The risk of privacy breaches using large data sets of personal information is only increasing with advancements in data processing and artificial intelligence (AI). With any large-scale manipulation of personal data by organizations, there is potential for misuse or disclosure of protected personal information. For instance, AI and machine learning systems necessitate vast quantities of data, including personal information, to train algorithms in support of research and development projects. An emerging set of technologies known as “synthetic data” may present a solution to this problem.
What is Synthetic Data?
Synthetic data is a privacy-enhancing technology that allows for the anonymization of otherwise personally identifying information. (IPC Comments on the Ontario Government’s White Paper on Modernizing Privacy in Ontario, (September 2021), by Patricia Kosseim, Commissione.) It consists of data produced by an algorithm which has the statistical utility of real data, while effectively severing any traceability of this data back to individuals. In broad terms, this works by feeding source data (identifiable information which likely contains personal information) into an algorithm that learns from this data set to create an analogous, albeit fake, data counterpart. This process is described by the OPC in a recent blog post as “a generative model [that] is able to ‘learn’ the statistical properties of the source data without making strong assumptions about the underlying distributions of variables and correlations among them.” The resultant dataset can be entirely artificial, or it may retain elements of the original source data that are neither identifiable nor sensitive.

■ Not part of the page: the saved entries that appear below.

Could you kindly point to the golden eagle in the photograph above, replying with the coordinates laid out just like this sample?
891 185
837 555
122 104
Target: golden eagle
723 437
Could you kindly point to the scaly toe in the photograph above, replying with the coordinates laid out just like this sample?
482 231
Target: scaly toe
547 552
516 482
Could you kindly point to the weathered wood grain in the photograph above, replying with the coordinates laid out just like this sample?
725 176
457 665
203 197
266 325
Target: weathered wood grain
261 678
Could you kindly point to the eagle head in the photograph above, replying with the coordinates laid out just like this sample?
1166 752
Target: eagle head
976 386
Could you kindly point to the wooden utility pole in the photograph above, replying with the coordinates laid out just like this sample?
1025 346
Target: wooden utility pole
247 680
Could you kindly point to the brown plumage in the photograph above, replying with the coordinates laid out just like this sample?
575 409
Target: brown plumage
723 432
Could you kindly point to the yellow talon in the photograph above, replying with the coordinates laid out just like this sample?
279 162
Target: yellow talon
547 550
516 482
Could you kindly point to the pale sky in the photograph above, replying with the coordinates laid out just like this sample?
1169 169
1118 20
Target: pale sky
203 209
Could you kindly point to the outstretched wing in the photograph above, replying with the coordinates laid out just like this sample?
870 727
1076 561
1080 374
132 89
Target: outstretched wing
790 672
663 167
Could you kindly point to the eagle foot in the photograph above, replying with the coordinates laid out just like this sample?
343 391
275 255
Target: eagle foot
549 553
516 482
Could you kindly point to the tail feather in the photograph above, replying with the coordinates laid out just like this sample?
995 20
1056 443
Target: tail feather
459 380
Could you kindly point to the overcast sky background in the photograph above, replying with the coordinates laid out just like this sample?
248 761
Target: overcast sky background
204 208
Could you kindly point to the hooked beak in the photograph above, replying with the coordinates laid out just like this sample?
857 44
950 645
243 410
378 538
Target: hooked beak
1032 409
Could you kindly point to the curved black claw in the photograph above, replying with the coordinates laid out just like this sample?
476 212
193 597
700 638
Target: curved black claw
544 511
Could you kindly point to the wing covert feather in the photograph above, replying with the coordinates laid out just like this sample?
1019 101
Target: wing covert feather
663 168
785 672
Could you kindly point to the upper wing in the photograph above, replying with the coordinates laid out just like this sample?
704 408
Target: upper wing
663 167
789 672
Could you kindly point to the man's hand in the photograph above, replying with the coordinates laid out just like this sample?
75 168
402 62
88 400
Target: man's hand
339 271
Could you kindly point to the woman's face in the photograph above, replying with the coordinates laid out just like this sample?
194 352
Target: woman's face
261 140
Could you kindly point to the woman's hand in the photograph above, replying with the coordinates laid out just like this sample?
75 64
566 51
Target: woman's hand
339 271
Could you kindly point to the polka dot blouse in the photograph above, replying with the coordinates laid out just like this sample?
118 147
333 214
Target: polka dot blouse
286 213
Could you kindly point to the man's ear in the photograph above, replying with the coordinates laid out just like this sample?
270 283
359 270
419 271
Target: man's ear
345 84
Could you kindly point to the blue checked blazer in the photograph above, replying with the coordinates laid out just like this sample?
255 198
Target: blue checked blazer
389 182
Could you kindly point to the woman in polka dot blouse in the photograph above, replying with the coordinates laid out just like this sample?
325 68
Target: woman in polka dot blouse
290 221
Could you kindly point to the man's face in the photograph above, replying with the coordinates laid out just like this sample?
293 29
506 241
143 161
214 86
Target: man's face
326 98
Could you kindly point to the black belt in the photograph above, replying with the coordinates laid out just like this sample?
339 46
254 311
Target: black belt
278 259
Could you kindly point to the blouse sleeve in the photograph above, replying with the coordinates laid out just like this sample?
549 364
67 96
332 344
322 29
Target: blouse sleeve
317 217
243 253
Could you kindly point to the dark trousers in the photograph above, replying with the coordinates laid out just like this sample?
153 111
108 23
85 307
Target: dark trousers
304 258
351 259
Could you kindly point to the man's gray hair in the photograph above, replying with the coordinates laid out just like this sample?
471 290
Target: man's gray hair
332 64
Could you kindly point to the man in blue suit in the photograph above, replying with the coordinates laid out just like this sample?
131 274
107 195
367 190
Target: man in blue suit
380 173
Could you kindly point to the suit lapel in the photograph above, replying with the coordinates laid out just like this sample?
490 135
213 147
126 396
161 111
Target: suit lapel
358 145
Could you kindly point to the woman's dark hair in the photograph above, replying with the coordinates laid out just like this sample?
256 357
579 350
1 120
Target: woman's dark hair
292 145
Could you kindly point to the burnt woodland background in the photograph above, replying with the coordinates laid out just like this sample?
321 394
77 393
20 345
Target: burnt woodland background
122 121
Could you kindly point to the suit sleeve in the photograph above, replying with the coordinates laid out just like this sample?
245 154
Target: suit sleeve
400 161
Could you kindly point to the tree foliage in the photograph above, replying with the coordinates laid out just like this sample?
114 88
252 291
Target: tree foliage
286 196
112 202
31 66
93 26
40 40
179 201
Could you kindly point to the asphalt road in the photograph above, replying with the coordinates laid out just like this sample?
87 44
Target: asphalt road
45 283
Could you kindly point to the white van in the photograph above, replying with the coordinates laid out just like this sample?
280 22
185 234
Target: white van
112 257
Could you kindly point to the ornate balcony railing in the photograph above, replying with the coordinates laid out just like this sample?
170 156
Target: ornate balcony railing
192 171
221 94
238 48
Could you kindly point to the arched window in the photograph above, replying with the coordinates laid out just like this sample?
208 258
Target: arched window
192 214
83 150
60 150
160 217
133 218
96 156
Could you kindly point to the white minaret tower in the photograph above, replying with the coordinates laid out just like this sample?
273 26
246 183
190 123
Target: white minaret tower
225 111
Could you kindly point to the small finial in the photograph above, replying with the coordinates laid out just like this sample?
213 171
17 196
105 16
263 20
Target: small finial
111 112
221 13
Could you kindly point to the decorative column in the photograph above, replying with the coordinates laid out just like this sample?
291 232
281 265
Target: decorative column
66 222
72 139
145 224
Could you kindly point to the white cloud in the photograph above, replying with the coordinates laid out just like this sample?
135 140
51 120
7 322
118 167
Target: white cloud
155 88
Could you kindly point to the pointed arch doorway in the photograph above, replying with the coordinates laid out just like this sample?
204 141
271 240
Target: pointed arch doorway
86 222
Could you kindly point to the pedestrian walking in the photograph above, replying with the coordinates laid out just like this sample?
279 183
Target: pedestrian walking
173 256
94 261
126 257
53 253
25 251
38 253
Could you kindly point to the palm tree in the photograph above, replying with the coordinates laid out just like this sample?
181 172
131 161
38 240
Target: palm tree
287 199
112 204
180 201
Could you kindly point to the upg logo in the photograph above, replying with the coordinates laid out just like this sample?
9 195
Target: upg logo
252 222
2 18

The pertinence of synthetic data in light of ongoing privacy concerns is evidenced by recent government initiatives. Canadian legislatures are struggling to balance personal privacy interests with the undeniable utility of these datasets to private and public stakeholders. This balance has taken the form of various attempts to regulate “de-identified” data, which generally refers to digital information that has been stripped of any personally identifying characteristics.

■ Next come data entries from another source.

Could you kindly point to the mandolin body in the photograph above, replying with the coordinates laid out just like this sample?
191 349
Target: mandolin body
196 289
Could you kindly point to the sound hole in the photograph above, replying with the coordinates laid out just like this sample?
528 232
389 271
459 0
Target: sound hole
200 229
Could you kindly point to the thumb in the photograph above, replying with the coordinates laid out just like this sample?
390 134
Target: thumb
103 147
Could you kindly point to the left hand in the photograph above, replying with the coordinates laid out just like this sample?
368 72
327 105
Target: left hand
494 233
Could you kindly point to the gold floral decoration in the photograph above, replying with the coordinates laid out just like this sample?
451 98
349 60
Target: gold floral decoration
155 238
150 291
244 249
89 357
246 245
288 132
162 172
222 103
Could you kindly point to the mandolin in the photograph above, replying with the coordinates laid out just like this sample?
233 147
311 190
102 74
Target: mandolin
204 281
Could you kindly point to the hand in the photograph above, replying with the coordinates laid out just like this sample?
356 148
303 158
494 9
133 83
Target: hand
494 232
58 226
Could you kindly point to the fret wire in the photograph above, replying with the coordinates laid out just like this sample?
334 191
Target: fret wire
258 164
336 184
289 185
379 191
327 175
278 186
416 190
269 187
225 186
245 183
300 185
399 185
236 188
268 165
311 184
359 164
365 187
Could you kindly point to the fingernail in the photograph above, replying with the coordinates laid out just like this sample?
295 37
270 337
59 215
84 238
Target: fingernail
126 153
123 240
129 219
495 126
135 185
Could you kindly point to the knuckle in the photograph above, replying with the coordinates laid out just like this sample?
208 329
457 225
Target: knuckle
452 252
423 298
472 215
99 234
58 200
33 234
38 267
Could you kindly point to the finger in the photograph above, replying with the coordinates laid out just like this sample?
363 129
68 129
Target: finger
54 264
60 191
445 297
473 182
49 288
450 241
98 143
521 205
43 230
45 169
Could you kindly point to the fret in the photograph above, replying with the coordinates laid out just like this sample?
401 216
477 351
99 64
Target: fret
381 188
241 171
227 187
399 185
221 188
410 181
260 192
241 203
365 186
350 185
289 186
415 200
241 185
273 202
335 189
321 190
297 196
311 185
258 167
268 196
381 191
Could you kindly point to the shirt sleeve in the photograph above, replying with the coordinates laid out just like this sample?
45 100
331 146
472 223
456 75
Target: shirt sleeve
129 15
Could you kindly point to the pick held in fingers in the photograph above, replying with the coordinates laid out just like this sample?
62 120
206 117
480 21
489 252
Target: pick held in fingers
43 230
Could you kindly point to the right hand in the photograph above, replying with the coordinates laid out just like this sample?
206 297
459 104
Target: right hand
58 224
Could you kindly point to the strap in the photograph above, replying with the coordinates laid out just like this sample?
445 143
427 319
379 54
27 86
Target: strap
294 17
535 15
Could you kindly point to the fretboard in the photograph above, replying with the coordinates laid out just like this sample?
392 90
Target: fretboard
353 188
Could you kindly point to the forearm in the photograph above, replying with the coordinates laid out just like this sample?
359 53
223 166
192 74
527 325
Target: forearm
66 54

The Rush to Legislate Anonymity
A de-identification scheme was proposed in 2021 by the Government of Ontario’s white paper, Modernizing Privacy in Ontario (the White Paper). One of the stated purposes of this paper was to address gaps in Ontario’s legislative scheme for protecting digital privacy. In this paper, the Ontario government outlines its proposals for prospective privacy legislation, including the use of “de-identified” personal information by organizations. The White Paper defines de-identified information as “information about an individual that no longer allows the individual to be directly or indirectly identified without the use of additional information.”

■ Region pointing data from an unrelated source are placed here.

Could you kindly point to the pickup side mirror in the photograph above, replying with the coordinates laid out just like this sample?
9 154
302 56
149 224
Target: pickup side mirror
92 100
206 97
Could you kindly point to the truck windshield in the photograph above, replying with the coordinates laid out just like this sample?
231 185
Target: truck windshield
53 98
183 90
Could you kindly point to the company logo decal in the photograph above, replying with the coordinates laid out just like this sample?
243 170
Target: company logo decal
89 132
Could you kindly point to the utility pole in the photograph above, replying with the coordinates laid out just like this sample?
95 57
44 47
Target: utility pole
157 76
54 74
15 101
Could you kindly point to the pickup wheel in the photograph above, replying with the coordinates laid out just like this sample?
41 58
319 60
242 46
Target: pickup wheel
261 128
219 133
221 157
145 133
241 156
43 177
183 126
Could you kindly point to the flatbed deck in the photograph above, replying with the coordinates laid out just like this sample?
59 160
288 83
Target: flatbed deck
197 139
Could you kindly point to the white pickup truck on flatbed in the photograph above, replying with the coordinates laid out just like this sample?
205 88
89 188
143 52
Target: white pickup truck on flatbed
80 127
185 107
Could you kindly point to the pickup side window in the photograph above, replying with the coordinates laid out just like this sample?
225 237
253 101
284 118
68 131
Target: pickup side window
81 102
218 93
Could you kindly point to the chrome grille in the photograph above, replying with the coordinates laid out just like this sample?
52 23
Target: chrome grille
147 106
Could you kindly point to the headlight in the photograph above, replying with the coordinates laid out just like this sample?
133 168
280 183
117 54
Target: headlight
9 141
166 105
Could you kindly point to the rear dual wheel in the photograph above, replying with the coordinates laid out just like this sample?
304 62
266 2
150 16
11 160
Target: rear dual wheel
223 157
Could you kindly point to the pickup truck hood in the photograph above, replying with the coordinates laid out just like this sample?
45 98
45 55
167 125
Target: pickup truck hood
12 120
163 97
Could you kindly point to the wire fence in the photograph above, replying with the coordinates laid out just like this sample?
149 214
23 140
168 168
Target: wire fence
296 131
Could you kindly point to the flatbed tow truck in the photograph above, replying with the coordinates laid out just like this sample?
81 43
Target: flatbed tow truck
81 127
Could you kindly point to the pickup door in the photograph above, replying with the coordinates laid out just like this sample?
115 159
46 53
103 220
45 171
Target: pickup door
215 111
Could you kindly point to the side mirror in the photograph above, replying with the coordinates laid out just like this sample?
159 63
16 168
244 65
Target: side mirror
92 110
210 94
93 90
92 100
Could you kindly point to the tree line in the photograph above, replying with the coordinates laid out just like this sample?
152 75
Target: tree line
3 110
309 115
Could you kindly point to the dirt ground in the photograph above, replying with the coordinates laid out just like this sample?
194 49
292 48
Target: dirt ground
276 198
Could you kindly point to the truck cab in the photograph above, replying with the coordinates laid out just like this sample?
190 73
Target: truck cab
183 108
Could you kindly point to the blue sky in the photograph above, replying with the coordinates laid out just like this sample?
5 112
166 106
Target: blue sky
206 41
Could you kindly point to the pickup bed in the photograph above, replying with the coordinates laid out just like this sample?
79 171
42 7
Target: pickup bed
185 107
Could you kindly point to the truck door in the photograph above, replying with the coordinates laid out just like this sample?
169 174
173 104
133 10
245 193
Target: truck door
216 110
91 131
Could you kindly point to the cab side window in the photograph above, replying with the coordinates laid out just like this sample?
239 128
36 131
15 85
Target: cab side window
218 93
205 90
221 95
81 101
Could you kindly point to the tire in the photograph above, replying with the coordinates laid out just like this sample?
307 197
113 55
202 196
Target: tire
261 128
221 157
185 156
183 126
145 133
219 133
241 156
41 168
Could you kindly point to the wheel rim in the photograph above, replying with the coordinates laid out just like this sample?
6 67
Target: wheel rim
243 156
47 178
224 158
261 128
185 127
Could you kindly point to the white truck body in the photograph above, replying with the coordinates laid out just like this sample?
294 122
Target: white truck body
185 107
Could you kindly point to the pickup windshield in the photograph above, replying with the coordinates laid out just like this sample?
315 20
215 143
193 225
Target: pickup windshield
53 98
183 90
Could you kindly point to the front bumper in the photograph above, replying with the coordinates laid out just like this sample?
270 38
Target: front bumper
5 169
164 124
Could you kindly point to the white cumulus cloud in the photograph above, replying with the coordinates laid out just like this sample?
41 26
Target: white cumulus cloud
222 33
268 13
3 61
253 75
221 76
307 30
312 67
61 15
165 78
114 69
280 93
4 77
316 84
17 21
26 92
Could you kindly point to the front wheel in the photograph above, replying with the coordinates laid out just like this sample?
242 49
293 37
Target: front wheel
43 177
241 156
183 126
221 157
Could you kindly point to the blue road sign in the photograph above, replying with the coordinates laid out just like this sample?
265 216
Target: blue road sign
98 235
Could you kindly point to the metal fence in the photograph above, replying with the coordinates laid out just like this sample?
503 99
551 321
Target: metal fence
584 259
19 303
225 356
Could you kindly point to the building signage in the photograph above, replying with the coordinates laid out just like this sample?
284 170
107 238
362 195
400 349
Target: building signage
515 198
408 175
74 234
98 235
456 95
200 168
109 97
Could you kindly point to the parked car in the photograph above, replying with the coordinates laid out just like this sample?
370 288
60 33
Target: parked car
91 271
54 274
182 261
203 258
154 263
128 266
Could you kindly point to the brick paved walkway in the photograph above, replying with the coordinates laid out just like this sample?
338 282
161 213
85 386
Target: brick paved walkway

There is currently no legal framework governing de-identified information, as it does not strictly fit within current privacy laws which prescribes the use of “personal information.” Nevertheless, inasmuch as information can be “de-identified,” it can also be “re-identified.” It is against this risk that governments are attempting to legislate protections.
It is important to distinguish de-identification from fully anonymous data. Anonymized information is defined in the White Paper as “information [that] has been altered irreversibly, according to generally accepted best practices, in such a way that no individual could be identified from the information, whether directly or indirectly by any means or by any person.” Anonymized information is not presently regulated.
In a lengthy commentary on the White Paper, the Office of the Information and Privacy Commissioner of Ontario (IPC) offered its insights on the proposed expansion of privacy regulations. The IPC’s position strongly supports the explicit inclusion of de-identified information in private sector privacy law, but recommends a more robust definition of this type of information. IPC’s proposed definition notably creates a clearer distinction with anonymized information (differences underlined):
“De-identified information” means information that does not identify an individual or could not be used in reasonably foreseeable circumstances, alone or in combination with other information, to identify an individual, but still presents a residual risk, however minimal, of re-identifying an individual.”
Most recently, in June of 2022, the Canadian Parliament introduced Bill C-27, which (among other things) would enact the Consumer Privacy Protection Act (CPPA) and replace Part 1 of the Personal Information Protection and Electronic Documents Act. The CPPA, if enacted, would adopt a definition of de-identification which mirrors the broader formulation proposed by the Ontario Government. The CPPA would also allow organizations to employ an individual’s personal information without their consent for research, analysis and development, or to be disclosed in a prospective business transaction. There is, however, no mention of how organizations might go about de-identification, other than to require that any technical and administrative measures employed be proportionate to the purpose of de-identification and the sensitivity of the personal information.
Cue synthetic data.
De-Identification via Synthetic Data
As it stands, Bill C-27 contains an important regulatory gap: how to de-identify mass amounts of personal information in order to lawfully employ it within this framework? If this bill comes into force, organizations that collect, use, or manipulate personal information, such as social media companies, may be positioned with having to convert large stores of personal data into de-identified information. An attractive option may be to use synthetic data to reduce potential exposure under this impending legislation.
Although still a developing technology, synthetic data initiatives with practical applications have already begun to surface. For example, a new project was recently launched by organizations based in Toronto to provide synthetic data sets to municipalities for the improvement of services provided to residents. It is clear that synthetic data will likely play an important role in data manipulation and machine learning, and may be a viable option for organizations looking to adhere to regulatory changes going forward.